The government has launched a series of measures in recent months to shore up growth and boost equity valuations, ranging from devaluing the currency to cutting interest rates and cracking down on stock market manipulation to stem a rout that has wiped out $5 trillion in shareholder value.
Since devaluing its currency a month ago and shifting to a more market-oriented exchange rate, China has been intervening to limit depreciation -- a policy that led to an unprecedented $94 billion drop in its foreign-currency reserves in August. The yuan will be kept stable at a reasonable level, Premier Li Keqiang said on Thursday at a World Economic Forum meeting in the Chinese city of Dalian, while announcing that foreign central banks would be allowed to trade in China’s domestic currency market.
The PBOC devalued the yuan on Aug. 11, triggering the steepest depreciation in two decades, and said changes to its currency policy would promote a convergence of the onshore and offshore rates. China is pushing for the yuan to be added to the International Monetary Fund’s Special Drawing Rights basket of reserve currencies and an IMF staff report published in the first week of August said a “representative exchange rate” was needed for inclusion.
The central bank cut its reference rate for the yuan by 0.22 percent to 6.3772 a dollar on Thursday, setting it near Wednesday’s close of 6.3778 in Shanghai. The spot rate was about 1.5 percent weaker than the fixing prior to last month’s devaluation. The currency closed little changed in Shanghai at 6.3772 and its discount in the offshore market shrank to 0.4 percent from 1.4 percent.
“China wants to converge the three yuan rates: the fixing, the onshore and offshore spot rates,” said Tommy Ong, managing director for treasury and markets at DBS Bank Hong Kong Ltd. “The fight has been quite extreme. There’s been quite a number of short yuan trades and volatility has jumped a lot, especially for the offshore yuan.”
Ong said he “wouldn’t be surprised” if the PBOC intervened offshore, adding that this could be done via banks acting on its behalf. Agency banks were selling dollars in the offshore market as the yuan advanced, according to a currency trader who spoke on condition of anonymity.
Twelve-month non-deliverable forward contracts for the yuan strengthened 0.9 percent to 6.5875 per dollar in Hong Kong, a 3.2 percent discount to the spot rate in Shanghai. The gap swelled to as much as 5 percent following last month’s devaluation.

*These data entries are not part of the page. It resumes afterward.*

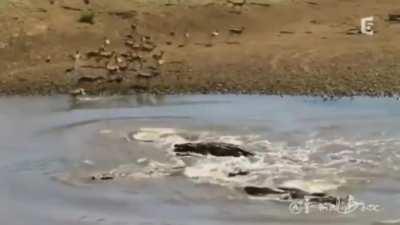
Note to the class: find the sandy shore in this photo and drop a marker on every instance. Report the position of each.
(272, 47)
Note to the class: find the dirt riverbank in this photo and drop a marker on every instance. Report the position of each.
(309, 47)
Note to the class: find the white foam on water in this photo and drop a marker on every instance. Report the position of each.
(314, 186)
(318, 165)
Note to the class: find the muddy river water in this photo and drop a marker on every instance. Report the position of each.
(52, 147)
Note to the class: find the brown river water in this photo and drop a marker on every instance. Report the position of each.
(50, 147)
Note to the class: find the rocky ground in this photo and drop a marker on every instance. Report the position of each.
(309, 47)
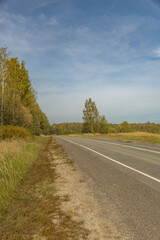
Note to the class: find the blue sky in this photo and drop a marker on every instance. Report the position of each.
(108, 50)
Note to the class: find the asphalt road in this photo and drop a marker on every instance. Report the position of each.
(126, 178)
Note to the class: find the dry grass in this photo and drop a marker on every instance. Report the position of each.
(16, 157)
(35, 212)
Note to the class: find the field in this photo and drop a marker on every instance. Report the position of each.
(134, 136)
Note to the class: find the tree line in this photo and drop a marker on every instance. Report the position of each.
(18, 105)
(94, 123)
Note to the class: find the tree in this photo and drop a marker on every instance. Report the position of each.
(90, 116)
(3, 79)
(102, 125)
(125, 127)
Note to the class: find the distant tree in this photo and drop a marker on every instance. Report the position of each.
(90, 116)
(125, 127)
(3, 80)
(102, 125)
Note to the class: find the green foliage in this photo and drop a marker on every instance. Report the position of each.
(93, 122)
(14, 132)
(125, 127)
(16, 157)
(90, 116)
(18, 106)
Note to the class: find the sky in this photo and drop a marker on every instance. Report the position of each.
(107, 50)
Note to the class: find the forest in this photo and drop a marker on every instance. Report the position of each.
(94, 123)
(18, 105)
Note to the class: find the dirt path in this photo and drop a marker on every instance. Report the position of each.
(54, 203)
(78, 200)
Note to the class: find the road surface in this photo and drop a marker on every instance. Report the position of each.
(126, 177)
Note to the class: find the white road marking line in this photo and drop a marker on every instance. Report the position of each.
(142, 149)
(111, 159)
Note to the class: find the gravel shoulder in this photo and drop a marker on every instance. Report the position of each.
(78, 200)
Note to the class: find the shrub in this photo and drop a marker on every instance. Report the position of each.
(14, 132)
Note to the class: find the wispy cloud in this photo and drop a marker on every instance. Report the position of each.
(156, 52)
(111, 60)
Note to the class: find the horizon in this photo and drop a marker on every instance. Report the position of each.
(74, 50)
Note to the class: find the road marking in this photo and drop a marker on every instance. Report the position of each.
(142, 149)
(113, 160)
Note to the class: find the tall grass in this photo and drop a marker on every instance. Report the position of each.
(16, 157)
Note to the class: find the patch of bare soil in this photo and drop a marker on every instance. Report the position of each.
(77, 199)
(54, 203)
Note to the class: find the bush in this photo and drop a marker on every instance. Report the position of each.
(14, 132)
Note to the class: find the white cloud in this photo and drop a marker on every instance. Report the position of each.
(156, 52)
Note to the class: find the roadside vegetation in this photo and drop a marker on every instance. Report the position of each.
(18, 105)
(134, 136)
(35, 211)
(95, 125)
(16, 157)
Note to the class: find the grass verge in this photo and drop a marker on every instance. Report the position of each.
(135, 136)
(16, 157)
(35, 212)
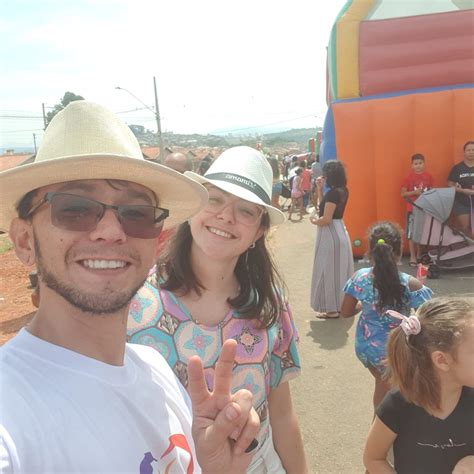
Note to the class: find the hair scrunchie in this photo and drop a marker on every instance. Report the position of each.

The difference between the yuan’s offshore exchange rate and the onshore was the tightest it’s been since the devaluation.
“There is apparent interest to close the spread between offshore and onshore yuan,” said Patrick Bennett, a strategist at Canadian Imperial Bank of Commerce in Hong Kong. “The closing of the spread will send a signal of less depreciation pressure on the currency overall. We might move into a more stable range, just as Li wishes.”